What in the world is going on? Read on!
What happens when a double dog dare goes awry? Gabriel Mendigutia, a Florida International University student, was sent to the hospital for emergency surgery after his girlfriend aimed an unknowingly loaded pellet gun in their backyard and was dared to shoot. The pellet struck his heart and he was rushed to the hospital for surgery. His miraculous survival was accredited to the unusual anatomy of his heart.
After a string of devastating Tornado outbreaks in Alabama, Georgia, Mississippi, Tennessee, Missouri and now Massachusetts there may be some financial relief available to college students.
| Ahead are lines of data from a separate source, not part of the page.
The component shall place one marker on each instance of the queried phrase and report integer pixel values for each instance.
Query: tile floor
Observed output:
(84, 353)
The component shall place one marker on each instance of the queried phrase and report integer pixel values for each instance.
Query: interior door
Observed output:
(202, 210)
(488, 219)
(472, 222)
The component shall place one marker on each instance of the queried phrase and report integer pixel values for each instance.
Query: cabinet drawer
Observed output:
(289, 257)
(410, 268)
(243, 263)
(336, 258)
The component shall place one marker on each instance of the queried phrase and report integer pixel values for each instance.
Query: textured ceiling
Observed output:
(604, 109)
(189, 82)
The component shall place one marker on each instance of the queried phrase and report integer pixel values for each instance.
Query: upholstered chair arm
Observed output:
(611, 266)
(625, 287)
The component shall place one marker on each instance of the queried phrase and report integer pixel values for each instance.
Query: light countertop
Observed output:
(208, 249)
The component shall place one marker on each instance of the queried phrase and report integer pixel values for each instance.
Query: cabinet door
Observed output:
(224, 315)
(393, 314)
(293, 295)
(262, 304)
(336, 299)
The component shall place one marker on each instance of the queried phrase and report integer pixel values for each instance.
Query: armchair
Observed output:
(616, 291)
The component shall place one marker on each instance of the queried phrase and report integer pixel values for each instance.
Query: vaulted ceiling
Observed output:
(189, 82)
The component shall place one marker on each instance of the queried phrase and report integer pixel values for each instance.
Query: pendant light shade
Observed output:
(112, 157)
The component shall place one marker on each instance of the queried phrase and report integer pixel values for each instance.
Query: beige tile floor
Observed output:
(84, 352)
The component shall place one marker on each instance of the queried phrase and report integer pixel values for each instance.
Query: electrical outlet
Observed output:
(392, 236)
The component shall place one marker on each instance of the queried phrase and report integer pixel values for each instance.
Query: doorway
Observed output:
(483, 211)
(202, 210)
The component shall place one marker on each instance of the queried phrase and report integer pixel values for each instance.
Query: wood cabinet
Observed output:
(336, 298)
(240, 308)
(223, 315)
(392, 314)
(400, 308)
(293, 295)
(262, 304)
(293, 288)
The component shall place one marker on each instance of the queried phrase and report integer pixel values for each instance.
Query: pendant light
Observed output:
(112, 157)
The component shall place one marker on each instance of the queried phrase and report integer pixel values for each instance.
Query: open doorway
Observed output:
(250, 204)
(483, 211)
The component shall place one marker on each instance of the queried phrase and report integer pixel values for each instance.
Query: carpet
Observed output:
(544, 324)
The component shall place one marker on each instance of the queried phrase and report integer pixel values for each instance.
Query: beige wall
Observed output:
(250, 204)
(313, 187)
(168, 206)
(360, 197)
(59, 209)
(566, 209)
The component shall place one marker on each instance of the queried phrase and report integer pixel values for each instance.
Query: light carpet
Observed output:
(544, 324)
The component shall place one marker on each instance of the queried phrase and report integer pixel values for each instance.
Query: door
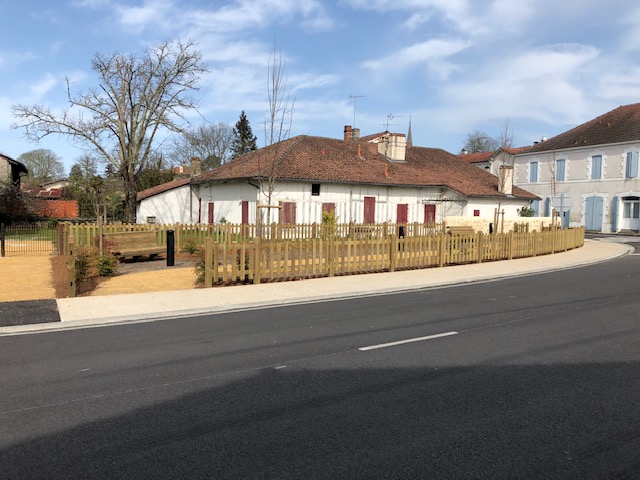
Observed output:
(245, 212)
(630, 213)
(288, 213)
(429, 213)
(369, 210)
(593, 207)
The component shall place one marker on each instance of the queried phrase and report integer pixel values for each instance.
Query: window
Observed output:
(632, 165)
(631, 207)
(560, 167)
(533, 172)
(596, 167)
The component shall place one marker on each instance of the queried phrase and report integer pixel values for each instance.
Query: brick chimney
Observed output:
(348, 132)
(505, 180)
USA Funds, a nonprofit organization that helps Americans benefit from higher education, announced that it has allocated nearly $400,000 to help college students whose education plans have been adversely affected by recent tornado outbreaks. Eligible schools may apply for grants through the Disaster Relief Fund for Postsecondary Education Students.
Schools, in turn, may use the funds to assist lower-income students who suffered financial hardships as a result of the tornado outbreaks. Schools will be able to award supplemental financial aid of up to $1,000 per student to help them pay education-related expenses for the 2010-2011 or 2011-2012 academic year.
With the removal of the military’s “don’t ask, don’t tell” policy, more of the nation’s top colleges, including Harvard University and Stanford University, are begining to reinstate ROTC programs on campus. Over the last four years ROTC participation grew 27%. Some credit this growth to the recession and the attractive scholarship opportunities the program has to offer.
More often than not, when a college president says goodbye to the graduating class it’s met with a stoic’s poigniant advice and congratulations. Not the case if you’re graduating from Oberlin College. To send off the Class of 2011, Oberlin’s President, VPs, and Deans decided to take on Rebecca Black’s bane of YouTube, “Friday”.